1. Dünya Savaşı öncesi ve sonrasında İran’dan Türkiye’ye göç edip farklı illere yerleşmiş Türkler, Küresünni olarak adlandırılır. Küresünnilerin bir kısmı Türk olmalarına rağmen birtakım baskı ve zulümlerden dolayı kimliklerini yitirmişlerdir. Her türlü güçlüğe göğüs gererek millî kimliğini korumayı başaran kesimin ise milli şuuru oldukça güçlüdür.
İran, sahip olduğu jeo-politik konumundan dolayı tarih boyunca birçok millete ev sahipliği yapmıştır. Türkler tarihin değişik dönemlerinde bu bölgeye egemen olmuştur. Günümüzde İran sınırları içinde yer alan ve Küresünnilerin de yoğun olarak yaşadığı Güney Azerbaycan bölgesinde pek çok Türk boyu yaşamıştır. Bu Türk boyları arasında; Azerî Türkleri, Kaşkaylar, Avşarlar, Kaçarlar, Şahsevenler, Horasanî ve Bocagçiler, Karadağlılar, Karapapaklar, Karâyiler, Hemse Türkleri, Kengurlular, Bayat, Karaçorlu yer alır.
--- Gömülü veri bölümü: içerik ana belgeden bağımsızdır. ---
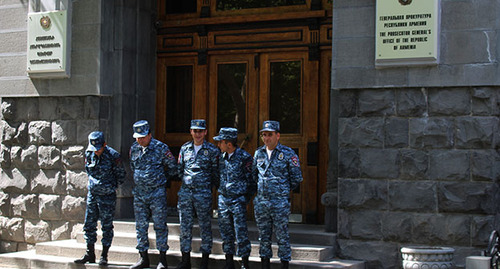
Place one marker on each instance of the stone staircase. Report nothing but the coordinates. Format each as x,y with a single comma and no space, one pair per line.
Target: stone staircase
311,248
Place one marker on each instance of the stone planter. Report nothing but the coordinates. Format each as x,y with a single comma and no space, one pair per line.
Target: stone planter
420,257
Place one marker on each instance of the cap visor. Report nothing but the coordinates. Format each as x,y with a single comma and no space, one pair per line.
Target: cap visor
93,148
267,130
136,135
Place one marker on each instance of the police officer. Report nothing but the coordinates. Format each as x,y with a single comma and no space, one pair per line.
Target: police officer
235,191
105,171
152,163
197,162
276,169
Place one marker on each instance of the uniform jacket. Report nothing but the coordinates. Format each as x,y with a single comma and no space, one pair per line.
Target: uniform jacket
105,172
236,174
199,171
276,176
153,166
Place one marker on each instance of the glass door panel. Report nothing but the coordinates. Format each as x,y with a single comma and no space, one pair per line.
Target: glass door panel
285,95
231,96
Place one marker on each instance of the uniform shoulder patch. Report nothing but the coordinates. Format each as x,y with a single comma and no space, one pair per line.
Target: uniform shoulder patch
169,155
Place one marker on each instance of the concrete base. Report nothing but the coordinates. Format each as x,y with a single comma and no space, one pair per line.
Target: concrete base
477,262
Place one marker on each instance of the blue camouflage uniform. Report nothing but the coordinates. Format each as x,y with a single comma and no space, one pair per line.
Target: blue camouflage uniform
151,166
235,190
105,172
276,177
199,174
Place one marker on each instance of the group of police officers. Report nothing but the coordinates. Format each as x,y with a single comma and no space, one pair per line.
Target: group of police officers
272,173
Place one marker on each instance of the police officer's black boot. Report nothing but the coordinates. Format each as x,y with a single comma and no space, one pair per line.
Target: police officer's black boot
104,256
204,261
143,261
229,262
162,263
266,263
186,261
244,263
89,255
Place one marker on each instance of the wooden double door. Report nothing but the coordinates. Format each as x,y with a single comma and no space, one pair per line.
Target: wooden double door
242,90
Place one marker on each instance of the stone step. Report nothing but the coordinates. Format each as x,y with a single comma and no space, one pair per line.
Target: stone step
123,257
299,233
299,251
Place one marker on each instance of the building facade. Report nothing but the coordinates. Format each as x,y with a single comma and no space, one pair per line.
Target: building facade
391,157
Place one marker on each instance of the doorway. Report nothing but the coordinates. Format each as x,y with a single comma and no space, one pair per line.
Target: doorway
237,66
242,91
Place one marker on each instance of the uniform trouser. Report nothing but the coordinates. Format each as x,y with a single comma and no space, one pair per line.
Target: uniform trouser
151,204
201,201
233,219
99,207
273,213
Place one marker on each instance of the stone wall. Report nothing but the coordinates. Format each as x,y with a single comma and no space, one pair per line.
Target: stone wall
417,166
43,183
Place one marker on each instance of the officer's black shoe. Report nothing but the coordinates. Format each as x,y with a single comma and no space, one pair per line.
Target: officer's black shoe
162,264
204,261
186,261
143,261
244,263
104,256
266,263
89,255
229,262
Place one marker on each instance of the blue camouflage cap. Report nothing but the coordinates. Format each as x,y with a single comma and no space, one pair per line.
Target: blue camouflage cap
227,133
96,141
270,126
141,129
198,124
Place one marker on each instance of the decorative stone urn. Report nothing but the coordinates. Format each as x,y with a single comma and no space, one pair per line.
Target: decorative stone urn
421,257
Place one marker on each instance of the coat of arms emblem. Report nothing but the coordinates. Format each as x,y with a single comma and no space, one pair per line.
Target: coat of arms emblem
45,22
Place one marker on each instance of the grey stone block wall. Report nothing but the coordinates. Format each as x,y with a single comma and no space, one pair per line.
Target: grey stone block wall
43,184
421,166
418,147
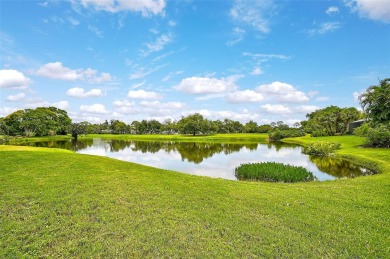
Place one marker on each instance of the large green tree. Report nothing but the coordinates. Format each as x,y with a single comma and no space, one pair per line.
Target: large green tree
375,102
331,120
194,124
36,122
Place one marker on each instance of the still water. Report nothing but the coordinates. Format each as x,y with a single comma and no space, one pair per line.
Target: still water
209,159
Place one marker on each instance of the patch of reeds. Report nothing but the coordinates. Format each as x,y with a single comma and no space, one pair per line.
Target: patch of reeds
273,172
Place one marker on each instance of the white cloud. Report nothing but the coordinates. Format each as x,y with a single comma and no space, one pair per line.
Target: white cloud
73,21
332,10
255,13
13,79
282,92
146,7
378,10
171,75
125,107
142,94
243,116
244,96
305,108
260,58
56,70
163,106
124,103
80,92
172,23
324,28
275,109
134,86
142,72
96,30
63,105
238,35
210,96
158,45
16,97
322,99
207,85
94,108
257,71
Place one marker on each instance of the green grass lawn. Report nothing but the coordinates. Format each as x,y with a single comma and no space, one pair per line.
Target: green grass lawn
57,203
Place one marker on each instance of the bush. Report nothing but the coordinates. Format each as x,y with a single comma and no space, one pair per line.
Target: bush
318,133
277,134
378,137
362,130
273,172
322,148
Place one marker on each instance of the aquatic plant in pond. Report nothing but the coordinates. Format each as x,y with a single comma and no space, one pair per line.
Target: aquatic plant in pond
273,172
322,148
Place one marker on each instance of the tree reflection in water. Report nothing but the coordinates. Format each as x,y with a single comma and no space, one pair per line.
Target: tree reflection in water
199,152
339,168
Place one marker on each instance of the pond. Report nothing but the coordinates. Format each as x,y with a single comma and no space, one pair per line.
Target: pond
209,159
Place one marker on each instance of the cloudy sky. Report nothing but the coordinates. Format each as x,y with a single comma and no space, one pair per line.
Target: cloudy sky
261,60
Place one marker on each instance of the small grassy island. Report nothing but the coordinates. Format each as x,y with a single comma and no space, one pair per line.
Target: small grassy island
273,172
58,203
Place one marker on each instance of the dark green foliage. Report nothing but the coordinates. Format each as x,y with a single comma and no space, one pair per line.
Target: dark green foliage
322,148
362,130
379,136
36,122
273,172
76,129
375,102
277,135
331,120
319,133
Küresünni adının bir rivayete göre Kara-Sünnî, Kore-Sünnî (kör edilmiş Sünnî) sözlerinden geldiği söylenir. Bu açıklamanın ilmî yönünün olmadığını belirten Oktay Aslantaş, Küresünnilerin İran’ın Urmiye şehri ve civarına hâkim olan Kasımlı Avşarlarından olduğunu ifade etmektedir.
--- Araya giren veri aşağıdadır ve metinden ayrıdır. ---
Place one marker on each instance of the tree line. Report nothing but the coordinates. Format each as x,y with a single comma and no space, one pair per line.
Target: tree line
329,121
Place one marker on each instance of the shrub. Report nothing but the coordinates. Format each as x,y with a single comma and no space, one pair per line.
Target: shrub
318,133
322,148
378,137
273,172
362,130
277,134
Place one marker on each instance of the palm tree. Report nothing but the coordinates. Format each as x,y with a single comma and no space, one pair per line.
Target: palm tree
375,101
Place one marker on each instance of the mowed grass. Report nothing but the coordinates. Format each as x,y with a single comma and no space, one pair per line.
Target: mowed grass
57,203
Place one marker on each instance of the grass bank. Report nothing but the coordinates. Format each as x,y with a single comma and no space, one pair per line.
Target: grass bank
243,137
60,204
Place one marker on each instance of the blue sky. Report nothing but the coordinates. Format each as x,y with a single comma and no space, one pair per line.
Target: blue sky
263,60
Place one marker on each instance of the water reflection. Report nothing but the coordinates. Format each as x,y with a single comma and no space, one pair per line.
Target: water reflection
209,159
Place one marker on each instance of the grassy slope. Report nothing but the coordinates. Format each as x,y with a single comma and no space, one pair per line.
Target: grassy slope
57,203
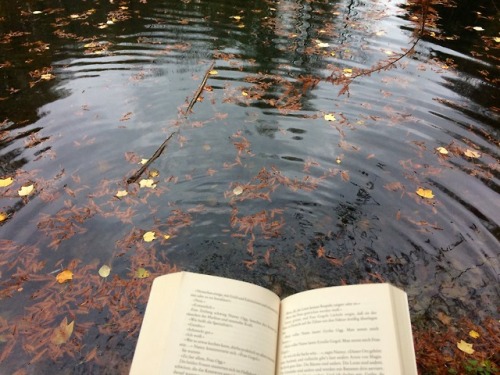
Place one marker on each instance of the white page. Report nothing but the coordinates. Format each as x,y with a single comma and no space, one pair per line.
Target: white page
215,325
348,330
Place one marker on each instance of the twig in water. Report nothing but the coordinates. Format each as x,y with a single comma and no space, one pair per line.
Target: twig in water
162,147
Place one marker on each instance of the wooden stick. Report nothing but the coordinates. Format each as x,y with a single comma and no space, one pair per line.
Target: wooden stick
162,147
155,156
200,89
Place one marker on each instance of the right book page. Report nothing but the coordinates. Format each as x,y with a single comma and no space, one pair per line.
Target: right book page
355,329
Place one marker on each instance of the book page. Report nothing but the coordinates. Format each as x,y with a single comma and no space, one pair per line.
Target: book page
347,330
215,326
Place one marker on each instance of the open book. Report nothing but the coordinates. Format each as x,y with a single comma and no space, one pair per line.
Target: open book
197,324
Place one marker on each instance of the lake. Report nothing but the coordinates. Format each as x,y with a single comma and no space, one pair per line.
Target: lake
333,142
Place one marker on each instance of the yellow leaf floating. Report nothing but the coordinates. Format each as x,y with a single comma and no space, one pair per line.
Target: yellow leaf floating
147,182
4,182
61,334
425,193
104,271
465,347
26,190
472,154
142,273
64,276
474,334
149,236
330,117
237,190
47,77
442,150
154,173
121,193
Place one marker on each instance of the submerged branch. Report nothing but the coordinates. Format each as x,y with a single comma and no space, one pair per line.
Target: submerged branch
384,65
162,147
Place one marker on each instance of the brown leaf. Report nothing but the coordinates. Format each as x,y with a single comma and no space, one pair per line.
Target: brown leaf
61,334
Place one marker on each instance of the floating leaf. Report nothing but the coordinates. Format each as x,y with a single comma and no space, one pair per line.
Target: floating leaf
330,117
443,318
4,182
142,273
26,190
64,276
472,154
47,77
465,347
425,193
104,271
154,173
121,193
61,334
321,44
474,334
147,182
149,236
442,150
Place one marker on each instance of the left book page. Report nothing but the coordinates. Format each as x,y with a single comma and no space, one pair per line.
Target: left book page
198,324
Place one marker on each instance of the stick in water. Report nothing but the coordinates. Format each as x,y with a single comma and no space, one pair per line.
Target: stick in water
162,147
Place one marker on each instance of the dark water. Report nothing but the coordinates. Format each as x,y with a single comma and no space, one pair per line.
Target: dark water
89,88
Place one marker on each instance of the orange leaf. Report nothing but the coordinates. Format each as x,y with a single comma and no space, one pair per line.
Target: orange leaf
425,193
64,276
61,334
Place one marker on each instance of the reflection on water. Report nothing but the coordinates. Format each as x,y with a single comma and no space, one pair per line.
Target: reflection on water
89,89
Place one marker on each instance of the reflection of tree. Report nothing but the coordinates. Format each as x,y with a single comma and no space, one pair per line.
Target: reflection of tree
450,26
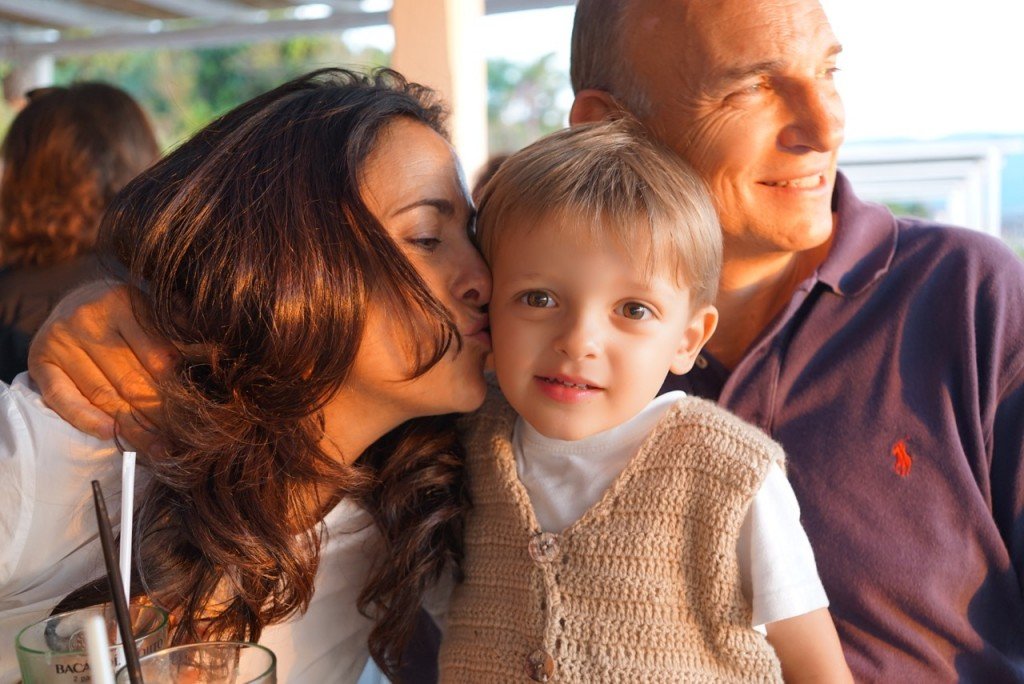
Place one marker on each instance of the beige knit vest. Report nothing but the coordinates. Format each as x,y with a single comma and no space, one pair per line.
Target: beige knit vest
643,588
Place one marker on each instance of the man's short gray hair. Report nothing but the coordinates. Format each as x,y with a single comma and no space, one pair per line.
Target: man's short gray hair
598,58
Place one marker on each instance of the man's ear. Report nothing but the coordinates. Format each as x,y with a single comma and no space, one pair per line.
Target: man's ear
591,105
699,330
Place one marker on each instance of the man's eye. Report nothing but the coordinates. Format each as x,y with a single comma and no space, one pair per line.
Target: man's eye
636,311
538,299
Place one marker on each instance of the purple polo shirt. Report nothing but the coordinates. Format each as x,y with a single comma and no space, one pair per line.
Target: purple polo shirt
895,381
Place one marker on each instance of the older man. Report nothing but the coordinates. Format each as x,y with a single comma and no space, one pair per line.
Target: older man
886,354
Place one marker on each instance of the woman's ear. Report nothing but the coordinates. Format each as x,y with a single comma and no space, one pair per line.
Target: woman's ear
698,331
591,105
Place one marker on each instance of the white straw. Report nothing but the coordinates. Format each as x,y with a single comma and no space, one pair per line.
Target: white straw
127,507
98,649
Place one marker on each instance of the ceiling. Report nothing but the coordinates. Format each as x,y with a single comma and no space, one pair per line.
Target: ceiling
31,29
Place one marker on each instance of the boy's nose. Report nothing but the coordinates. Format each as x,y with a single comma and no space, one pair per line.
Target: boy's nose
579,339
Başka bir rivayet ise, Türk toplumunun liderinden dolayı “Kör Hasanlı” diye anıldığı, bu ismin sonradan Küresünli’ye dönüştüğüdür. Kör Hasanlılar, İran Avşarlarının bir koludur. Küresünniler de Avşar boyuna mensuptur. Sünnîlerin yoğun olarak yaşadıkları bölge olan Güney Azerbaycan’da Sünnîoğulları anlamına gelen “Guresünnî” tabiri de kullanılmıştır.
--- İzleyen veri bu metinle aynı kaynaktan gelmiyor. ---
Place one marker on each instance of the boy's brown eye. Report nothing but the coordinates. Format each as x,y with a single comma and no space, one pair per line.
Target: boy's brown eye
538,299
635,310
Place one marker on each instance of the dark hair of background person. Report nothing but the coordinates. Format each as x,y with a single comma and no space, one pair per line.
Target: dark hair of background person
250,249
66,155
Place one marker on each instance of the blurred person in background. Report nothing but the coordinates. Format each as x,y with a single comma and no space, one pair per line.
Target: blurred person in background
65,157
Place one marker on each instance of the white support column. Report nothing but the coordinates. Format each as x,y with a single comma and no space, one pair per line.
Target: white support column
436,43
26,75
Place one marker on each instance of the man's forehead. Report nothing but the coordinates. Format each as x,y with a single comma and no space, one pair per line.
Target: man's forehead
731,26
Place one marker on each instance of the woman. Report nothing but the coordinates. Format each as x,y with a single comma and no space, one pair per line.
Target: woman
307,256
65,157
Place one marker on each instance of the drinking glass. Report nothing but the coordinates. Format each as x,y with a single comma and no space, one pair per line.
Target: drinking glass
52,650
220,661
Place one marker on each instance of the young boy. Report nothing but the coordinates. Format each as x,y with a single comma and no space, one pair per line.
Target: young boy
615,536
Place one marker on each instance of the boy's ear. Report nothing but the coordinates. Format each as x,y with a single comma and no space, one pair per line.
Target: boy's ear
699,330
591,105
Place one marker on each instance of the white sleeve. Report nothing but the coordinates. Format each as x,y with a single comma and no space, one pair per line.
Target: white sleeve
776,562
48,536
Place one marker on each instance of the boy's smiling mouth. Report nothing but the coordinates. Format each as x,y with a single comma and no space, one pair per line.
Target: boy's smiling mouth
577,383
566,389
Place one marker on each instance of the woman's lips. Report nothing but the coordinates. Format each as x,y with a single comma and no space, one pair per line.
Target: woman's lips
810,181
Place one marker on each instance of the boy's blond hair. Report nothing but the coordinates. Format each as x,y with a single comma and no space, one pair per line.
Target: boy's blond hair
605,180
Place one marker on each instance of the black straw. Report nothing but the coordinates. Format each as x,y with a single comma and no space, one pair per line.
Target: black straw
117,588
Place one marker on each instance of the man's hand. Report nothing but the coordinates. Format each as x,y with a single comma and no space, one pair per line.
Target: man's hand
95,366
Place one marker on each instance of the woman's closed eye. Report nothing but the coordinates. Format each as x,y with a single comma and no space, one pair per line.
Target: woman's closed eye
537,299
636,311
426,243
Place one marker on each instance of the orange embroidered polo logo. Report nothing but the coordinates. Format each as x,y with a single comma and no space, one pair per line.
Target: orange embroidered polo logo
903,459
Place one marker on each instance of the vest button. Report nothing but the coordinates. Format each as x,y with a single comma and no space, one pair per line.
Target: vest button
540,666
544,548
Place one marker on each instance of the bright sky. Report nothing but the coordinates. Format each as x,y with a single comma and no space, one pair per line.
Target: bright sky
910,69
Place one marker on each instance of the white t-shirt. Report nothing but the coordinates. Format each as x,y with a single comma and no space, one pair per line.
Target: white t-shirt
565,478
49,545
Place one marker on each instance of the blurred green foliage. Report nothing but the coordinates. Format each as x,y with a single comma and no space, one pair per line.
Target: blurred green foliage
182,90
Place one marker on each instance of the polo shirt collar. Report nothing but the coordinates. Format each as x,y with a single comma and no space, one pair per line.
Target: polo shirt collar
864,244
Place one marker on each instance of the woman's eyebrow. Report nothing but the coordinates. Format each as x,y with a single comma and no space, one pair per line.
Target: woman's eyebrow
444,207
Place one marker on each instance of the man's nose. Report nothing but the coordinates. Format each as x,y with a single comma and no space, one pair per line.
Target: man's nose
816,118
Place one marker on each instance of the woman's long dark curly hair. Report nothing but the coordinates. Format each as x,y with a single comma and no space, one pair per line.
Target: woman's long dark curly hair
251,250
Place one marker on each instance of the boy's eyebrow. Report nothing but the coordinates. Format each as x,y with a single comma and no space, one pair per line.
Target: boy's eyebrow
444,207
Hoy, Selmas ve Urmiye bölgelerinde yaşayan Küresünnileri, Giresunlu veya Kiresunlu olarak tanımlayan Yaşar Kalafat, bu Türkmen-Oğuz toplumunun Azerbaycan’ın söz konusu bölgelerinde yaşadıklarını belirtmektedir. Ona göre Güney Azerbaycan’da genel kanı bu toplumun Karadeniz’in Giresun bölgesinden geldikleri yönündedir. Bunlar Çepni Türklerindendir. Kalafat’a göre mezhepleri Şafiî olan Küresünnilerin lehçeleri, Karadeniz ile Tebriz Türkçesine benzemektedir.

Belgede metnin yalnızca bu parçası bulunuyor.